Model Overview
DCAgent/b1_top16_seq is an 8 billion parameter language model, fine-tuned from the Qwen/Qwen3-8B base architecture. This model was specifically trained on the /scratch/08134/negin/hub/datasets--DCAgent--b1_top16_seq dataset, indicating a potential specialization for tasks aligned with the characteristics of this particular training data. The fine-tuning process involved a learning rate of 4e-05, a total training batch size of 16 across 16 devices, and was conducted for 7 epochs using the AdamW optimizer with a cosine learning rate scheduler.
Training Details
- Base Model: Qwen/Qwen3-8B
- Training Dataset:
/scratch/08134/negin/hub/datasets--DCAgent--b1_top16_seq - Learning Rate: 4e-05
- Optimizer: AdamW_Torch_Fused with betas=(0.9, 0.98) and epsilon=1e-08
- Epochs: 7.0
- Total Train Batch Size: 16 (across 16 GPUs)

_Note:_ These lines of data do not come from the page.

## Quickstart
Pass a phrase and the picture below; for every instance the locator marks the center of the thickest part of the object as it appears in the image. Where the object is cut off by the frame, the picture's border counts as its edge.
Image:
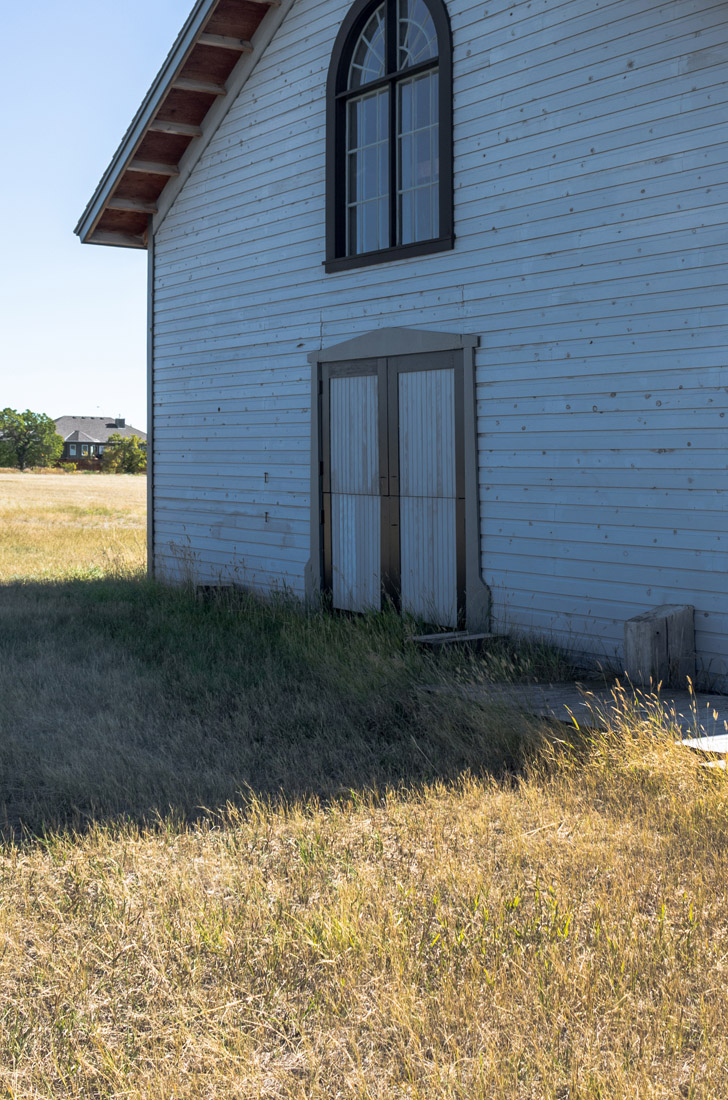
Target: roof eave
(151, 105)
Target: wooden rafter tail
(138, 206)
(167, 127)
(118, 240)
(225, 42)
(153, 167)
(187, 84)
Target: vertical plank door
(355, 515)
(425, 420)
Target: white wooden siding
(591, 212)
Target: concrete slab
(697, 717)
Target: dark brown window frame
(337, 97)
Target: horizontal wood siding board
(591, 216)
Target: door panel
(356, 551)
(354, 483)
(428, 558)
(393, 485)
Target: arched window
(389, 133)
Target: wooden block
(660, 646)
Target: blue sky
(73, 326)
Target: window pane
(367, 168)
(416, 34)
(418, 158)
(406, 218)
(367, 61)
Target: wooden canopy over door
(393, 465)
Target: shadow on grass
(123, 699)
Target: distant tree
(29, 439)
(124, 454)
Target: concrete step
(716, 744)
(453, 638)
(594, 706)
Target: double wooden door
(393, 485)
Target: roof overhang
(212, 56)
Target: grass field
(246, 856)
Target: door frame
(405, 345)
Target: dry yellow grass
(554, 932)
(70, 524)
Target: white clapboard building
(438, 307)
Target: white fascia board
(213, 118)
(151, 105)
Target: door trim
(409, 345)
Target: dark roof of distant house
(94, 429)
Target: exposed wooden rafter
(120, 240)
(166, 127)
(186, 84)
(154, 167)
(139, 206)
(207, 66)
(225, 42)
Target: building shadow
(127, 700)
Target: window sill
(389, 255)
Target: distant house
(86, 437)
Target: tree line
(30, 439)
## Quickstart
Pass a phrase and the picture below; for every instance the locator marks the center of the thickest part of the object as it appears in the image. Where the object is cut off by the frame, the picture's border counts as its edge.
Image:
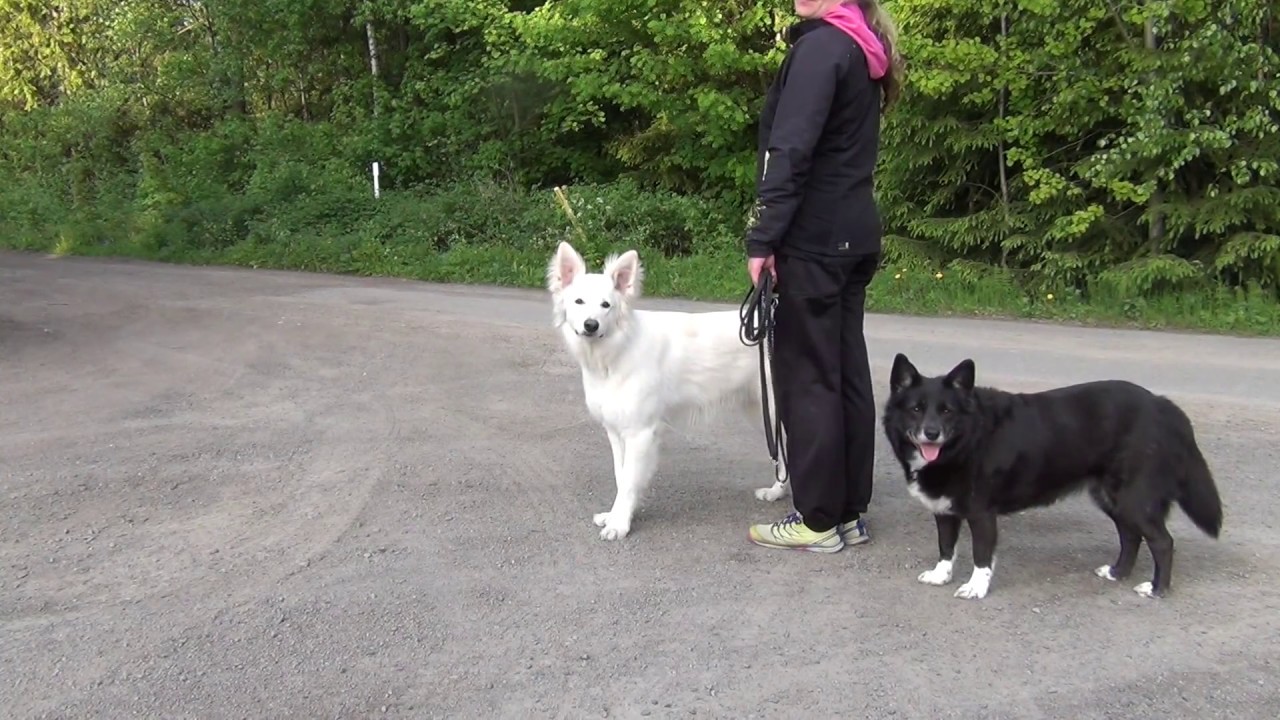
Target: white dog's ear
(566, 265)
(626, 273)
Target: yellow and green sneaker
(791, 533)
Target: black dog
(973, 454)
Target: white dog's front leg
(617, 443)
(639, 461)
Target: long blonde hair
(880, 21)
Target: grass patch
(483, 235)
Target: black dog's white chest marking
(936, 505)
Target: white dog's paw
(615, 531)
(611, 529)
(1144, 589)
(771, 493)
(977, 586)
(938, 575)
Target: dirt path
(233, 493)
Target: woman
(817, 229)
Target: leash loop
(755, 315)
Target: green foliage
(1123, 151)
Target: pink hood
(849, 18)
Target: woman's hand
(755, 265)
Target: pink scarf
(849, 18)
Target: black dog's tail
(1197, 492)
(1198, 497)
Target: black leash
(757, 328)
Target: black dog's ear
(961, 377)
(904, 374)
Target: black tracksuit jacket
(817, 149)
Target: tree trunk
(1156, 228)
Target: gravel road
(246, 493)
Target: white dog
(645, 369)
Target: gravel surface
(237, 493)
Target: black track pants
(823, 384)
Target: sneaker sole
(800, 547)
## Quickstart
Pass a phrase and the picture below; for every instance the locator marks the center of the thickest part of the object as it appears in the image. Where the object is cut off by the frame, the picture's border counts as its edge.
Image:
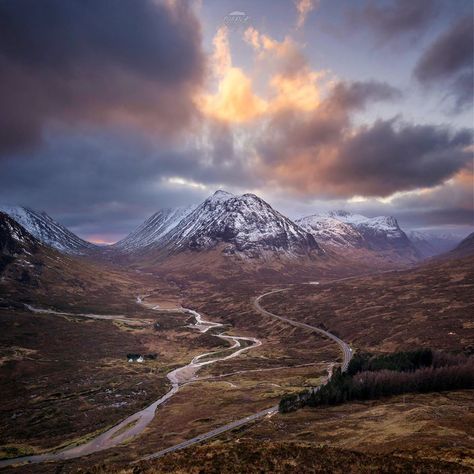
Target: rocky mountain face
(343, 231)
(152, 231)
(47, 230)
(331, 232)
(429, 244)
(14, 239)
(18, 254)
(464, 248)
(245, 226)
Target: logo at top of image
(236, 18)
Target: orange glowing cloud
(234, 101)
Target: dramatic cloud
(110, 182)
(112, 110)
(322, 153)
(389, 20)
(303, 7)
(449, 60)
(126, 62)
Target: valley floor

- Context Length: 32768 tokens
Intended Use
While specific intended uses and limitations are not detailed in the provided information, the fine-tuning on a specialized dataset suggests its utility in applications related to that dataset's domain. Developers should evaluate its performance on tasks relevant to the training data for optimal results.